The present invention discloses uses of an ellagic acid derivatives and a pharmaceutically acceptable salt in hyperuricemia treatment. According to the present invention, the ellagic acid compound provides a strong in vitro inhibition effect on xanthine oxidase, can significantly reduce the serum uric acid level in the hyperuricemia mice, and can be used as the potential xanthine oxidase inhibitor and the uric acid lowering drug for treatment of hyperuricemia and gout or gout complications caused by hyperuricemia.

Description

The novelty teabag of ellagic acid compounds in preparation treatment antihyperuricemic disease drug
Technical field
The invention belongs to chemical medicine, be specifically related to a kind of ellagic acid analog derivative and the application of pharmaceutically acceptable salt in preparation treatment antihyperuricemic disease drug thereof, and a kind of pharmaceutical composition for the treatment of hyperuricemia and gout.
Background technology
In recent years, along with the raising of people's living standard, dietary structure changes, and the intake of sugar, fat, protein obviously increases, and the sickness rate of hyperuricemia and gout increases day by day, and oneself becomes a kind of commonly encountered diseases.
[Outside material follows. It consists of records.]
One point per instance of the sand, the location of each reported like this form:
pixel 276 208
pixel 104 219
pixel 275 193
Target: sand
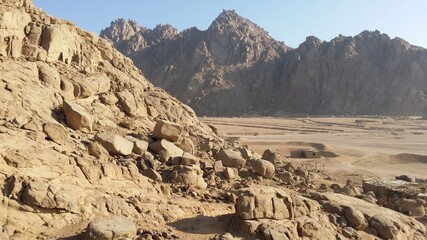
pixel 352 148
Be hyperuricemia when it is generally acknowledged blood uric acid 416 μm of ol/L, about 5% l2% Patients with Hyperuricemia can develop into gout.Clinical characters is: gouty acute arthritis recurrent exerbation, tophaceous deposition, characteristic chronic arthritis and joint deformity, often involves kidney and causes chronic interstitial nephritis and kidney urate calculus to be formed.The acute attack of gout is that Monosodium urate (monosodium urate crystal, MSU) organizes the acute inflammatory reaction depositing in crystalline form and cause in joint and periarticular.Gout not only can invade bone and joint, but also easily involves kidney and cardiovascular system.Hyperuricemia and the disease such as primary gout and obesity, hyperlipemia, hypertension, diabetes, atherosclerosis are remarkable positive correlation.Therefore, hyperuricemia is a kind of serious metabolic disease of harm humans health.Uric acid level in suitable control blood is prevention, to improve with gout be hyperuricemia basic of representative.
At present, the control of uric acid in blood is mainly realized by following two kinds of approach: (1) suppresses the generation of uric acid.Uric acid is generated through the effect of xanthine oxidase by hypoxanthine and xanthine, and the xanthine oxidase above-mentioned reaction that is catalysis and then generate the necessary enzyme of uric acid, therefore, suppress xanthine oxidase (xanthine oxidase, XO) activity effectively can suppress the formation of uric acid, and then plays the effect of the symptoms such as treatment gout.The medicine of suppression uricopoiesis conventional at present has allopurinol, Febuxostat etc.; (2) excretion of uric acid is promoted.The medicine of promotion urate excretion conventional at present has probenecid, benzbromarone etc.
Above-mentioned two kinds of modes all can play the effect reducing uric acid in blood, and then curative effect is produced to diseases such as gout, arthritis, subcutaneous gout calculus, kidney stone or gouty nephropathies that hyperuricemia causes, but said medicine toxic and side effects is usually larger, such as, allopurinol can cause the serious toxic and side effects such as allergy (sickness rate 10 15%), super quick syndrome, bone marrow depression; Probenecid, benzbromarone then have stimulating gastrointestinal road, cause renal colic, excite the side effect such as gout acute attack, limit the clinical practice of these medicines to a certain extent.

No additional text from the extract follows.